Ana Swanson and Edward Wong asked in the New York Times whether Trump shares the hawkish assessment that his foreign-policy team has of China. They suggest perhaps not: “When it comes to China, Mr. Trump is more transactional than ideological, willing to threaten or impose punishing tariffs to try to land deals that he says will benefit the United States. He has rarely expressed support for human rights and talks of autocrats, including Xi Jinping, China’s leader, in glowing terms. And current close advisers of his, notably Elon Musk, the tycoon who owns Tesla, have important business interests in China.”
Ray Dalio, the founder of the world’s largest hedge fund, argued in Time Magazine that Trump will shake up the world order. In Dalio’s view, Trump will bring about “the end of an era led by the United States, in which countries tried to work out together how to be with each other through multinational organizations with guiding principles and rules, and into a more self-interested, law-of-the-jungle-type order with the United States being one of the two biggest players and China the other— and the fight being largely the classic one of capitalism versus communism (in their contemporary versions).”
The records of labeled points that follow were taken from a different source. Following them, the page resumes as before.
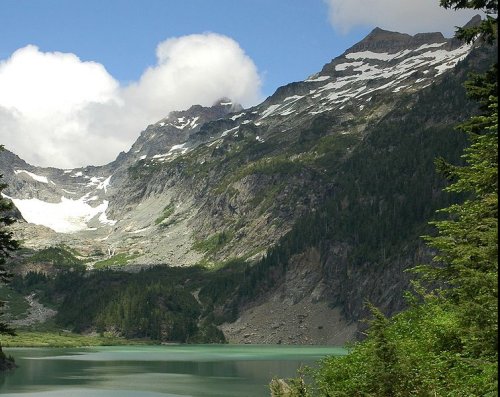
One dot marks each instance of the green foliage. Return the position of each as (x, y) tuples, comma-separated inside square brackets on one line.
[(157, 304), (214, 243), (488, 27), (446, 342), (7, 245), (64, 339), (114, 261), (58, 257), (17, 304)]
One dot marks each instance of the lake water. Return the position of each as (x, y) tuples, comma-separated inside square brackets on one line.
[(155, 371)]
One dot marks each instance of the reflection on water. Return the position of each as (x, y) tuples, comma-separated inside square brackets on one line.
[(154, 371)]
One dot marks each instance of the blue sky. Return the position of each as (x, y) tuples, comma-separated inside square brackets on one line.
[(287, 39), (81, 74)]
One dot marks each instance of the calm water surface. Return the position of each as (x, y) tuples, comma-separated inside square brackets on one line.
[(155, 371)]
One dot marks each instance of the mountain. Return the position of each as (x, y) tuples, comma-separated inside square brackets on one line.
[(322, 190)]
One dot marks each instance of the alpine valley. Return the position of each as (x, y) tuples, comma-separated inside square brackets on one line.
[(273, 224)]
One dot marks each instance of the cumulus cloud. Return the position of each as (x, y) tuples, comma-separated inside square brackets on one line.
[(56, 110), (405, 16)]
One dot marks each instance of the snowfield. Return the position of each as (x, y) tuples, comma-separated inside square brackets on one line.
[(67, 216)]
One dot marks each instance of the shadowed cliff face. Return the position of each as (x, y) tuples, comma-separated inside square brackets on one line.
[(349, 152), (224, 181)]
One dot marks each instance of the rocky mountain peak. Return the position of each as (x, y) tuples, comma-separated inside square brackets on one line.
[(380, 40)]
The AP’s Joshua Goodman wrote that Marco Rubio will likely reshape U.S. policy toward Latin America should the Senate confirm him as secretary of state. In Goodman’s view, Rubio “is likely to end the neglect” of the region. “But Rubio’s reputation as a national security hawk, embrace of Trump’s plan for mass deportation of migrants and knack for polarizing rhetoric is likely to alienate even some U.S. allies in the region unwilling to fall in line with the incoming president’s America First foreign policy.” Readers with long memories might recall that several recent U.S. administrations, including the Biden administration, came to office pledging to make Latin American a priority and then failed to do so.
Politico’s Adam Cancyrn assessed the Biden administration’s efforts to institutionalize its foreign policy accomplishments. Cancyrn summarized the questionable effectiveness of that strategy with a quote from Ivo Daalder, the former U.S. ambassador to NATO: “There just isn’t anything Biden can do today that isn’t reversible in ten weeks.”
My colleague Edward Alden reviewed Trump’s plans to deport millions of people living in the United States illegally. Ted notes that Trump did not match his harsh words on migration during his first term with equivalent actions; he actually ordered fewer deportations than Obama did during his first term. But if Trump does make good on his current promises, Ted argues that “it will reshape migration for a generation or longer—not just in the United States but in much of the world.”
The Election Certification Schedule
The deadline for governors to submit their state’s certificate of ascertainment, which certifies the results of the presidential election in their state and lists their state’s slate of electors, is in nineteen days (December 11).
Electors meet in each state and the District of Columbia to cast their votes for president and vice president in twenty-five days (December 17).
The 119th U.S. Congress is sworn into office in forty-two days (January 3)
The U.S. Congress certifies the results of the 2024 presidential election in forty-five days (January 6).
Inauguration Day is in fifty-nine days (January 20, 2025)
Oscar Berry assisted in the preparation of this post. Transition 2025 will be on hiatus for the Thanksgiving break and will return in two weeks.